Poesia alimento, refúgio num poema aberto numa página aleatória. Para enfatizar a liberdade da poesia, obras que não exigem a leitura de fio a pavio, como na literatura em prosa. Só dedilhar à sorte uma página e encontrar um poema que dá sustento a quem o procurou com avidez. A poesia tem o seu zénite na declamação. Ler um poema, ainda que mentalmente seja ensaiada a declamação, é diferente de o ouvir declamado por mestres dessa arte que dá toda a expressão à poesia outrora descoberta por espíritos maiores. O poema ganha então uma vida própria. Como se a arte da declamação conseguisse sublimar o espírito do poeta, na poesia vibrante, ofegante, a poesia que respira através das palavras sabiamente entoadas.

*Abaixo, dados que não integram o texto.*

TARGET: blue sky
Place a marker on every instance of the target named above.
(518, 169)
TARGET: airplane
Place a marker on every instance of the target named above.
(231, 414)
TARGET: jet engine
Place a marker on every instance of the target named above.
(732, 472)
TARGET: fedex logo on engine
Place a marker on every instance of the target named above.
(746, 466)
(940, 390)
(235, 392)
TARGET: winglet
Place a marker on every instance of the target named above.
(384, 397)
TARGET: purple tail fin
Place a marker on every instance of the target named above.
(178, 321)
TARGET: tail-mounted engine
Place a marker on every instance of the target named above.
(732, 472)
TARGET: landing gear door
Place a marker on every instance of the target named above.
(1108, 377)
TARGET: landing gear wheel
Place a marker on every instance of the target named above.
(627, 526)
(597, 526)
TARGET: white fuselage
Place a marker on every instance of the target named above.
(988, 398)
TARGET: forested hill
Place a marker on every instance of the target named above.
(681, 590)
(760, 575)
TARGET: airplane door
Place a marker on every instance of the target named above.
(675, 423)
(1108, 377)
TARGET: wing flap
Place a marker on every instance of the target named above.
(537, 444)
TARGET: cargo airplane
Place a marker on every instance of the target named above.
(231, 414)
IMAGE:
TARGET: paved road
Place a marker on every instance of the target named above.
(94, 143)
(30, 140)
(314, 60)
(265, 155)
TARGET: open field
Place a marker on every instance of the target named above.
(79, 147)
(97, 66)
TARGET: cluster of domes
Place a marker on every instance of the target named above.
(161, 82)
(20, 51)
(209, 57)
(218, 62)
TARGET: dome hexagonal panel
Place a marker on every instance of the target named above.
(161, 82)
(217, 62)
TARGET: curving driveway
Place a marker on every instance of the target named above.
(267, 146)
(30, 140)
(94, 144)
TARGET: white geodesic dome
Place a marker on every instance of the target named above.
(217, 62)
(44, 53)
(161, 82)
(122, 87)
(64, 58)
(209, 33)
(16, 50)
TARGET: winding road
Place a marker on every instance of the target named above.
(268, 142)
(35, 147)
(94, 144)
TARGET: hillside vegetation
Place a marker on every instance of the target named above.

Falha dos pedagogos militantes, que nunca tiveram a sagacidade para descobrir a poética nas suas incontáveis reformas curriculares. Há poesia esparsa nas aulas de português. O que falta é a poesia como saber autónomo, emancipado da literatura geral, das conveniências do ensino do português. Poesia como currículo separado, ou como actividade paralela. E cultores da poesia, que tenham a sabedoria de despertar a curiosidade das crianças para os mistérios da poesia. Ou talvez não. Temor que a massificação da poesia seja sinónimo do seu abastardamento, de uma popularização que seria a lancinante espada na arte de fazer poesia.

Deixá-la estar como é: um segredo bem resguardado, uma arte que não consegue ascender ao púlpito das letras. Pejada de linguagem hermética, ou fremente da simplicidade das palavras – mister tão difícil –, a poesia é o ancoradouro onde busco o repouso do mundo que me cansa. Uma concha protectora das coisas desavindas que desfeiam a vida. Não é um mundo de faz de conta. Apenas a arte sublime de transformar em belo mesmo as descrições mais horrendas. Com o poder da palavra escolhida na sapiência dos exercícios meticulosos, a poesia, a cirurgia das palavras que ecoam no desassombro da forma poética.

Oxalá tivesse a sensatez de mais vezes encontrar refúgio no perfume da poesia. Não fora o esquecimento da poesia, ou a vida frenética (que nem sempre o é) como escusa para coisas esquecidas na agenda dos projectos, e decerto os sentidos teriam cores mais belas. As cores das flores e dos frutos, a frescura do mar e dos montes, a arrepiante narrativa de um poema que liberta as palavras dos espartilhos partindo em busca da função épica do poema. Se voltasse à infância, só para responder à pergunta da praxe (“o que queres ser quando fores crescido?”), responderia: poeta. Se pudesse. Recuar no tempo. E poeta ser.